Customer date sales1 sales2
c1 2019-01-01 67 35
c1 2019-01-07 70 32
c1 2019-01-14 72 40
c2 2019-01-01 100 12
c2 2019-01-07 134 20
c2 2019-01-14 174 23
Making date column as number for forecasting purpose.
df <- df %>% group_by(customer) %>% mutate(dt_seq = row_number())
n <- data.frame()
for(i in unique(df$customer)){
one <- df[df$customer ==i,]
one$customer <- NULL
model <- lm(sales1 ~ dt_seq,data=one)
fin <- data.frame(matrix(0,52,1))
colnames(fin) <- 'dt_seq'
fin$dt_seq <- seq(max(one$dt_seq)+1,max(one$dt_seq)+52,1)
pre <- as.data.frame(predict(model,fin))
temp <- cbind(cbind(fin,pre),i)
temp$dt <- seq(max(one$dt)+7,max(one$dt)+7*52,7)
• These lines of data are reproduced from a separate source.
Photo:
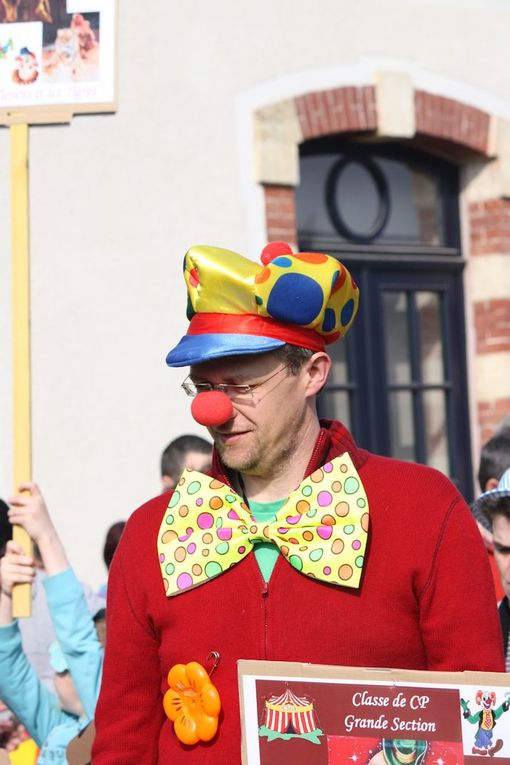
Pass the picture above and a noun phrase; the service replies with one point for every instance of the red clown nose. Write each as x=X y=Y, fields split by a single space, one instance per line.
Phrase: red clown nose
x=212 y=408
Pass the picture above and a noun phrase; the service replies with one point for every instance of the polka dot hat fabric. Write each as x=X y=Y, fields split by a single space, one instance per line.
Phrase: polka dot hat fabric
x=310 y=292
x=321 y=529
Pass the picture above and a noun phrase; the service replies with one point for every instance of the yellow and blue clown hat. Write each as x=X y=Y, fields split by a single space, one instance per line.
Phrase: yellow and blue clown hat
x=236 y=306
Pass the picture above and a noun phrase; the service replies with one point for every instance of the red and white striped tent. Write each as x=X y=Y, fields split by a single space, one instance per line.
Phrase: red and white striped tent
x=289 y=713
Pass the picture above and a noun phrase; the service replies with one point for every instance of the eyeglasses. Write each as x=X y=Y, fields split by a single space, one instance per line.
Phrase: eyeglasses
x=192 y=389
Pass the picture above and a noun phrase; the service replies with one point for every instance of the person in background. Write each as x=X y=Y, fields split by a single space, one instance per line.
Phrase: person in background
x=111 y=541
x=187 y=451
x=495 y=507
x=494 y=460
x=14 y=739
x=52 y=719
x=298 y=546
x=37 y=633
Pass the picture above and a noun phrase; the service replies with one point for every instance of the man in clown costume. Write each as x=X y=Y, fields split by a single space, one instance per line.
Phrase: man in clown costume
x=299 y=546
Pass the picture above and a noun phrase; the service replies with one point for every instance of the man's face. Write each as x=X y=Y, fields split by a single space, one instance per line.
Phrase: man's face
x=264 y=430
x=501 y=534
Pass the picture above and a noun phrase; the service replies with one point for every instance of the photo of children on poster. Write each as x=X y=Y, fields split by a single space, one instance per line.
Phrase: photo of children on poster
x=338 y=723
x=55 y=52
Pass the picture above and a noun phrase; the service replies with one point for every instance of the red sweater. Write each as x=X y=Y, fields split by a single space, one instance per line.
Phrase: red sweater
x=426 y=601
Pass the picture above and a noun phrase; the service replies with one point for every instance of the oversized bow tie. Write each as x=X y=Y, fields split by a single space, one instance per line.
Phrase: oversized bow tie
x=321 y=529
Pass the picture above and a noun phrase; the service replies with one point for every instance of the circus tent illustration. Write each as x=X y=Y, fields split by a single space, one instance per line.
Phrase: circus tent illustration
x=289 y=714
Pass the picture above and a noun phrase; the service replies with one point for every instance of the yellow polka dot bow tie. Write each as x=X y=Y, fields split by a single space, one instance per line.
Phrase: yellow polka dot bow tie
x=321 y=529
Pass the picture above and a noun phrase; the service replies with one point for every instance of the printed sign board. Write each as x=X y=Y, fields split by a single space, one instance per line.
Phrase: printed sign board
x=304 y=713
x=57 y=58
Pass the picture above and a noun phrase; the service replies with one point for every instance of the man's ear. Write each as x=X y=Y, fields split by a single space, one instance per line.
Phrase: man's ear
x=167 y=483
x=317 y=369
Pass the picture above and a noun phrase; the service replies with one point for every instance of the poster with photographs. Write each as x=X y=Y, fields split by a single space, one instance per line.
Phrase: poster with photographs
x=298 y=714
x=56 y=56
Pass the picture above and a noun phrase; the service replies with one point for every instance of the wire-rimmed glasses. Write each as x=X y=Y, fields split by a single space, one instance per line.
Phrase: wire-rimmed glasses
x=233 y=391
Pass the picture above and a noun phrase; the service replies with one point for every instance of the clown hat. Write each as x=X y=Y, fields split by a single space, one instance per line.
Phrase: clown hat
x=237 y=306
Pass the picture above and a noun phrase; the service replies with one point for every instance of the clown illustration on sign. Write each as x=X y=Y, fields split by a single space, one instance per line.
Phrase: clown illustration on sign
x=486 y=721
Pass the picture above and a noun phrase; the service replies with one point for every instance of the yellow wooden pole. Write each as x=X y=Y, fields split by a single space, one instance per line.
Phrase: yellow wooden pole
x=22 y=436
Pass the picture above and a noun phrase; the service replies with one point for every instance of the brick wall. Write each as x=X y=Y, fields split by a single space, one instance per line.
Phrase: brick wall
x=451 y=120
x=489 y=223
x=281 y=214
x=490 y=413
x=341 y=110
x=440 y=122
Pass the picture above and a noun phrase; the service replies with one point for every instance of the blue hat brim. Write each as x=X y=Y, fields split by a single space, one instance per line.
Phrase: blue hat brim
x=195 y=349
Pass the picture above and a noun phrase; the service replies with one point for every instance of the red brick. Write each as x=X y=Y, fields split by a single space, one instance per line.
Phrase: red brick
x=489 y=224
x=452 y=121
x=338 y=110
x=490 y=413
x=492 y=325
x=281 y=213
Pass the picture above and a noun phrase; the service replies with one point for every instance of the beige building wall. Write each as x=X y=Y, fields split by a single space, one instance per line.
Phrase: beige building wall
x=117 y=199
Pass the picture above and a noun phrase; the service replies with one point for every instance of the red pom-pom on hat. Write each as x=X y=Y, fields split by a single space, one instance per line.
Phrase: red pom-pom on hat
x=212 y=408
x=273 y=249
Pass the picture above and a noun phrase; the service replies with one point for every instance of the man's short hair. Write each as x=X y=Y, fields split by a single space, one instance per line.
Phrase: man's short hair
x=494 y=458
x=494 y=506
x=293 y=356
x=111 y=541
x=173 y=457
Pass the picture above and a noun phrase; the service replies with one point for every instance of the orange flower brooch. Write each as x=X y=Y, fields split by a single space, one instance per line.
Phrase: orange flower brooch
x=192 y=703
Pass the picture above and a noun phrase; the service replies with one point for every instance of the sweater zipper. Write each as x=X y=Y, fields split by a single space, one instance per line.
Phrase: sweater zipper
x=265 y=595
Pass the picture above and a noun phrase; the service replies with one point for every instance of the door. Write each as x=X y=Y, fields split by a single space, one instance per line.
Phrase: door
x=399 y=379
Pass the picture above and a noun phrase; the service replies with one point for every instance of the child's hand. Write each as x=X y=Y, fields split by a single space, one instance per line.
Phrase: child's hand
x=30 y=511
x=15 y=568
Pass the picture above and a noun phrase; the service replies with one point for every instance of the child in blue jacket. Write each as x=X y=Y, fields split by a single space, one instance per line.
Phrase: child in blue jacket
x=51 y=719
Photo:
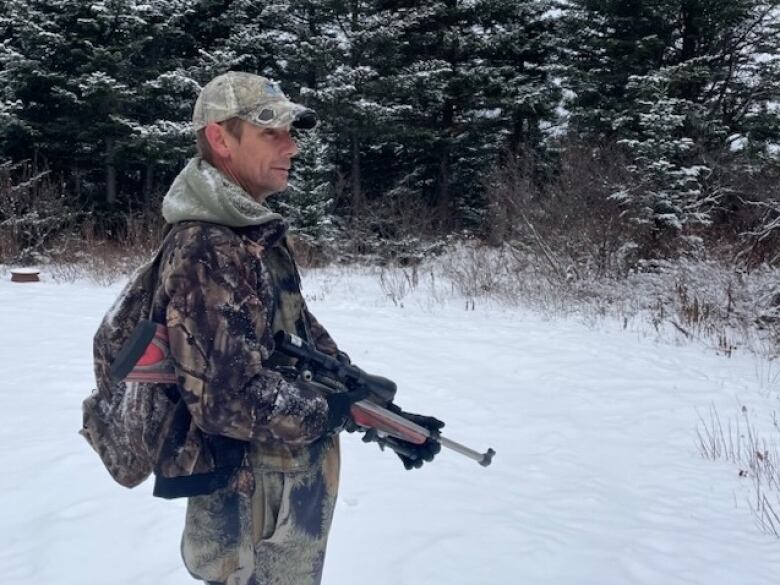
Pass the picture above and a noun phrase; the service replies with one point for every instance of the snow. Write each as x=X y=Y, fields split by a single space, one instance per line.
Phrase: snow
x=597 y=477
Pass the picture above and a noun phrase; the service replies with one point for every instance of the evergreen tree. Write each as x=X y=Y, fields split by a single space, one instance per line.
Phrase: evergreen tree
x=698 y=79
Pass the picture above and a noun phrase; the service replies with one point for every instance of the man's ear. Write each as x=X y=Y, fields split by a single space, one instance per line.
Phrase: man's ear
x=216 y=136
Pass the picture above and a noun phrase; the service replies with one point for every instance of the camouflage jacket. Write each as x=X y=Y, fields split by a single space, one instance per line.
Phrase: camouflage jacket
x=223 y=293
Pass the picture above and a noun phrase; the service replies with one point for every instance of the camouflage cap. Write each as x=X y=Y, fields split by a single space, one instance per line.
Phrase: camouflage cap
x=252 y=98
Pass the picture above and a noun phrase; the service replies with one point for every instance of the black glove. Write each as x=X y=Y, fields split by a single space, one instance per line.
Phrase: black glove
x=411 y=455
x=339 y=405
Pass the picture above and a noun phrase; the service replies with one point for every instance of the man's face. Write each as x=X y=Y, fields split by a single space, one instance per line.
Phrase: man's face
x=260 y=160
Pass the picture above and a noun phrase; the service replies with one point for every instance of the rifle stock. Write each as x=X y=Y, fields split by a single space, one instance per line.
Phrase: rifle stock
x=145 y=357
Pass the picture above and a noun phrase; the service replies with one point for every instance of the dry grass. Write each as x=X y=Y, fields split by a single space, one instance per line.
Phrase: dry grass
x=756 y=457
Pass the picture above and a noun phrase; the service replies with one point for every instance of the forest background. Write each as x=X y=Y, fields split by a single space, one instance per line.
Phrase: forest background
x=556 y=148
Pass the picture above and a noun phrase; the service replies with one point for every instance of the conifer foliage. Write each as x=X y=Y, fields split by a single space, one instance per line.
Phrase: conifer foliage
x=419 y=102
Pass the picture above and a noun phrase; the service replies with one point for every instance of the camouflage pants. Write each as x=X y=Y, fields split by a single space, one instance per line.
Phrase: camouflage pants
x=275 y=536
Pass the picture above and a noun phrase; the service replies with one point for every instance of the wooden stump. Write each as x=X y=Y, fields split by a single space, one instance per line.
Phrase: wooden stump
x=25 y=275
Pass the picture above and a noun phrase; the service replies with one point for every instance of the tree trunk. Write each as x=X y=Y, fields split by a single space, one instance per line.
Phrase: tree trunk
x=110 y=172
x=148 y=183
x=357 y=191
x=443 y=203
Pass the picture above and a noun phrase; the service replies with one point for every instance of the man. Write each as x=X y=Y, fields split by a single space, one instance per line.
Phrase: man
x=256 y=453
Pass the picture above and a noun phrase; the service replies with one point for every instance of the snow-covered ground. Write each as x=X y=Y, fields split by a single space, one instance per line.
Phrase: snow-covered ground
x=597 y=477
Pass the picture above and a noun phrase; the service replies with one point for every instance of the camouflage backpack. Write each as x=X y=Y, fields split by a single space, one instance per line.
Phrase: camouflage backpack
x=126 y=422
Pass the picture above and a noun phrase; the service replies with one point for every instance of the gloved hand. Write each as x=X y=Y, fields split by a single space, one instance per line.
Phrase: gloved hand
x=339 y=405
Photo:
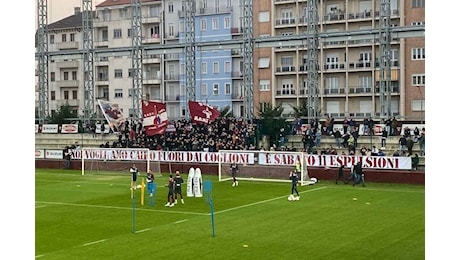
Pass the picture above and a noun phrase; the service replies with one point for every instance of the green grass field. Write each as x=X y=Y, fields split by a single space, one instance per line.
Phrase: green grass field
x=91 y=217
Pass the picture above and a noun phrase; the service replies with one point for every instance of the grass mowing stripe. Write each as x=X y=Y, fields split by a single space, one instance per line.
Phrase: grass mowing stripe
x=263 y=201
x=180 y=221
x=94 y=242
x=125 y=208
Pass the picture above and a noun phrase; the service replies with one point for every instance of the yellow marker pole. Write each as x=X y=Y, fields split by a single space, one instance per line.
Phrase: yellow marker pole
x=142 y=192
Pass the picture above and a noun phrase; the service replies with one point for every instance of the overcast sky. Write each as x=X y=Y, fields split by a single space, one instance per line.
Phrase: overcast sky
x=58 y=9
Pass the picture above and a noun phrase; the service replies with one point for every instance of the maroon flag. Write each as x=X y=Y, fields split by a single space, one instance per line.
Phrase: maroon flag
x=202 y=113
x=154 y=116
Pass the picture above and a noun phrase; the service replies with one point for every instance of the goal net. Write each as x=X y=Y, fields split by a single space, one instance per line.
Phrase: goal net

colnames(temp) <- c("dt_seq","sales1","customer","dt")
n <- rbind(n,temp)
}
This is taking long time as I have many customers data and is there any other way to run parallel using spark.lapply() function. Edit : I would like to predict for future values for next 52 periods.For each customer the for loop is taking too long time as I have many customers data. Is there other way to calculate linear regression for time series for grouped data and forecast values.